What Dave Zirin said. A taste:
The Super Dome is supposed to stand, in post-hurricane, post-levees New Orleans as a symbol of the city’s resurgence. It’s also supposed to stand as a symbol of the city’s reborn tourism industry and status as an “event town” ready to be the Mecca for Fortune 500 companies and the hottest happenings in sports. But this economic comeback, with an emphasis on low-paying, zero-benefits service-industry jobs, has had another effect as well: widening inequality. The poverty rate is up to 29 percent, 8 percent higher than in 2007 when the city was still rebuilding after the Hurricane. Child poverty is up to 42 percent and the Lower Ninth Ward has seen its population drop by 80 percent in the last decade. The “event economics” of what Professor Jules Boykoff calls “celebration capitalism” only exacerbates these trends, creating a small army of migrant service-industry workers forever attempting to catch on to the “seasonal work” brought by these splashy yet temporary gatherings.
Last year, Clint Eastwood talked about “Halftime in America” on behalf of Chrysler, but it felt (at least for a moment) like perhaps on behalf of us all, in the wake of the 2008 financial crisis we still have yet to fully recover from. But then Clint Eastwood went loony at the GOP convention this past fall, and it reminded us that he’s only an actor, and those uplifting words in the “Halftime” ad were only words he was paid to say.
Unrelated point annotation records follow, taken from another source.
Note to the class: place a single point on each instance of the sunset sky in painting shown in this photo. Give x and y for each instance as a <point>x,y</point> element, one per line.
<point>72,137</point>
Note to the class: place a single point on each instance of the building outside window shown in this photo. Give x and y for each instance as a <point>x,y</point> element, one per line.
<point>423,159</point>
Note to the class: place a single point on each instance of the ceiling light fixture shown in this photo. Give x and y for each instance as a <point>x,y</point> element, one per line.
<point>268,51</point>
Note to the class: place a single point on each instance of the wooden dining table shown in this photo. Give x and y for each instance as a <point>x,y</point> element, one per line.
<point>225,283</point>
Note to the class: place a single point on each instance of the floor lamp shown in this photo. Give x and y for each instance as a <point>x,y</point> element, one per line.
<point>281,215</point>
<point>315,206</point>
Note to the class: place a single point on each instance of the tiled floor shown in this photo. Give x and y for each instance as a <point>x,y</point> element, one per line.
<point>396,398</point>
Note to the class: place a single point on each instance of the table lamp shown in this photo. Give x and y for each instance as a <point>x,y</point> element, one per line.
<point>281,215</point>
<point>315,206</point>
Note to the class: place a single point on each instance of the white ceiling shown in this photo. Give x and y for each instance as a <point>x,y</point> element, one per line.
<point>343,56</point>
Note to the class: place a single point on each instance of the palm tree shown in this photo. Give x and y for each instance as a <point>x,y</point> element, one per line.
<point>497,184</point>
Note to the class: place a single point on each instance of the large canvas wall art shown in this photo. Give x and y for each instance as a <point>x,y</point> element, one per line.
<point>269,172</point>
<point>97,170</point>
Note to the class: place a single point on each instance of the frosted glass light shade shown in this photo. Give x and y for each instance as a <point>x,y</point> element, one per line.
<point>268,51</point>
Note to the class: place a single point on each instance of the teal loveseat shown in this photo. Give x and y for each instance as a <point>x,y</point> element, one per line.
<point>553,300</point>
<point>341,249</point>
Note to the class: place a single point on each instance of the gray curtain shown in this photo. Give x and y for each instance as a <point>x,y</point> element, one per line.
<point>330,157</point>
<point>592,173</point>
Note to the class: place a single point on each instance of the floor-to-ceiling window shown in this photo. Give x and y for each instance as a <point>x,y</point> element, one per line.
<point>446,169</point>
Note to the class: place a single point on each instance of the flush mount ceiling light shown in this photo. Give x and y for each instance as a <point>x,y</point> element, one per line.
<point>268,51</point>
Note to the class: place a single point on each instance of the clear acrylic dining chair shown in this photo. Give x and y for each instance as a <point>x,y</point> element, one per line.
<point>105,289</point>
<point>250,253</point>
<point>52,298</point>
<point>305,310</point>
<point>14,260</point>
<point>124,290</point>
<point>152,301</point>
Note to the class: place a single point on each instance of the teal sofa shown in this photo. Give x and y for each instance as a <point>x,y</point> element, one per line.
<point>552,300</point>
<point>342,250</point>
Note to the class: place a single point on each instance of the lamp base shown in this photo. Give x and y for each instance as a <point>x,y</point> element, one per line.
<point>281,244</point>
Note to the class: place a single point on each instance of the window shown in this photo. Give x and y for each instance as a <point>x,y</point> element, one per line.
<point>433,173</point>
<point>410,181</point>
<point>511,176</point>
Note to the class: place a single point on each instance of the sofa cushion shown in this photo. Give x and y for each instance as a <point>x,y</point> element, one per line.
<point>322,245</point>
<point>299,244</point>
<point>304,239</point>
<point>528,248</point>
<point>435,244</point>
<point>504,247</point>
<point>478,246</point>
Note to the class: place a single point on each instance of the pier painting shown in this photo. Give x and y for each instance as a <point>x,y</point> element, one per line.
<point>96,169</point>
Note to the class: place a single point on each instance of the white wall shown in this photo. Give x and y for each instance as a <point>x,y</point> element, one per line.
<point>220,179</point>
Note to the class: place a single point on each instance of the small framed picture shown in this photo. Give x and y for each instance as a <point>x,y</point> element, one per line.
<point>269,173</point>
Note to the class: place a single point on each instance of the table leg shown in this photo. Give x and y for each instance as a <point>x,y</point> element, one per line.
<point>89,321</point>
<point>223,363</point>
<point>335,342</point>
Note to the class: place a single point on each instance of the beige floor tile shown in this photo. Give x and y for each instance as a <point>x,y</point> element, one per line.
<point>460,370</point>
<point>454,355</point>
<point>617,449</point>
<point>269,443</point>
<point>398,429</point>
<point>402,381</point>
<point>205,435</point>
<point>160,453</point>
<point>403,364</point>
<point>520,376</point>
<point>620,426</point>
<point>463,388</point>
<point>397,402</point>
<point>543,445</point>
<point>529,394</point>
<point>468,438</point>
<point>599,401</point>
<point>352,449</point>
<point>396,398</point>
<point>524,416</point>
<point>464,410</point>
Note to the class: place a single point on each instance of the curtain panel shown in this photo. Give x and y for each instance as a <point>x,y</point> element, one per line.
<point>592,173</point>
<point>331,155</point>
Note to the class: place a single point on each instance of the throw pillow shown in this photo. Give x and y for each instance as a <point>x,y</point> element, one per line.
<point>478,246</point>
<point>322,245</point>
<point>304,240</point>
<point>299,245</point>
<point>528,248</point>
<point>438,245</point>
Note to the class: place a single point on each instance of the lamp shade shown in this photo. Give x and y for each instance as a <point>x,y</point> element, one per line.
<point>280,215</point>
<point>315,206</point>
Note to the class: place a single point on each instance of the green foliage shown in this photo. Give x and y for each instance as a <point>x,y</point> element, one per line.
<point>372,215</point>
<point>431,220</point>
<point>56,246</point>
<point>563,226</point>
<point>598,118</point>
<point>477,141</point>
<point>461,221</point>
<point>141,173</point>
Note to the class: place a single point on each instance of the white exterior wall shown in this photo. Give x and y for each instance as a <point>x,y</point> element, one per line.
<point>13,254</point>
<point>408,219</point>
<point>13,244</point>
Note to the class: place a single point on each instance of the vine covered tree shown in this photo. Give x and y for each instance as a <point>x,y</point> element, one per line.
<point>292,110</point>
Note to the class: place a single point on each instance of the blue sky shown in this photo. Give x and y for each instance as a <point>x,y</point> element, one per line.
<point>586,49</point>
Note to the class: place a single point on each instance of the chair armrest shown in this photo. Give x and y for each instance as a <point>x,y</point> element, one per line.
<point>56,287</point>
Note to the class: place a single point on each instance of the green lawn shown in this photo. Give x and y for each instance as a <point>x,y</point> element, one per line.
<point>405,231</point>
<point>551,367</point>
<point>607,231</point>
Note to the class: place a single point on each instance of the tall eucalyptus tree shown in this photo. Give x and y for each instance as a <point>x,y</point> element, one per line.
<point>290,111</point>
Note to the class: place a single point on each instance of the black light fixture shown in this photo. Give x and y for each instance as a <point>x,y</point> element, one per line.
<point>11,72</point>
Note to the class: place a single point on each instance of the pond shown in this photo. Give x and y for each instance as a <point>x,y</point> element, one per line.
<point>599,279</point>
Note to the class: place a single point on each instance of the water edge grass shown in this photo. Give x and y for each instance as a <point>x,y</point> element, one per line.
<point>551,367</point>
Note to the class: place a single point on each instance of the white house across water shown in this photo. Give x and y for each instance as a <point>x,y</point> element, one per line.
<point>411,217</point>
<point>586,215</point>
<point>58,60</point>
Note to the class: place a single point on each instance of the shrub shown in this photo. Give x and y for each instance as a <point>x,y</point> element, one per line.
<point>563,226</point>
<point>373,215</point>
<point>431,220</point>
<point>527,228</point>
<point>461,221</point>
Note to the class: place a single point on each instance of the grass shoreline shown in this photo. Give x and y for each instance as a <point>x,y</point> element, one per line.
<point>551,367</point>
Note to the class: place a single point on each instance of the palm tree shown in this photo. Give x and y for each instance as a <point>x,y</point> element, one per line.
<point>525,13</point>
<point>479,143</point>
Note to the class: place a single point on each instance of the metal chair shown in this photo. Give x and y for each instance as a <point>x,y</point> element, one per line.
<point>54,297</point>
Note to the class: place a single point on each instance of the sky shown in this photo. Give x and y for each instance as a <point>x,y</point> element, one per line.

What seems clear after yesterday’s post-halftime blackout, though, is that Chrysler, speaking in Eastwood’s voice, had it quite wrong. It’s well past halftime in America. In fact, we’re deep into the fourth quarter, and, like last night’s 49ers, we’re down by more than one touchdown. It’s time for us to dig in an stop tolerating mediocre play from our leaders, and from ourselves. I just hope we can manage to pull ourselves together enough to achieve a better outcome than the 49ers did last night.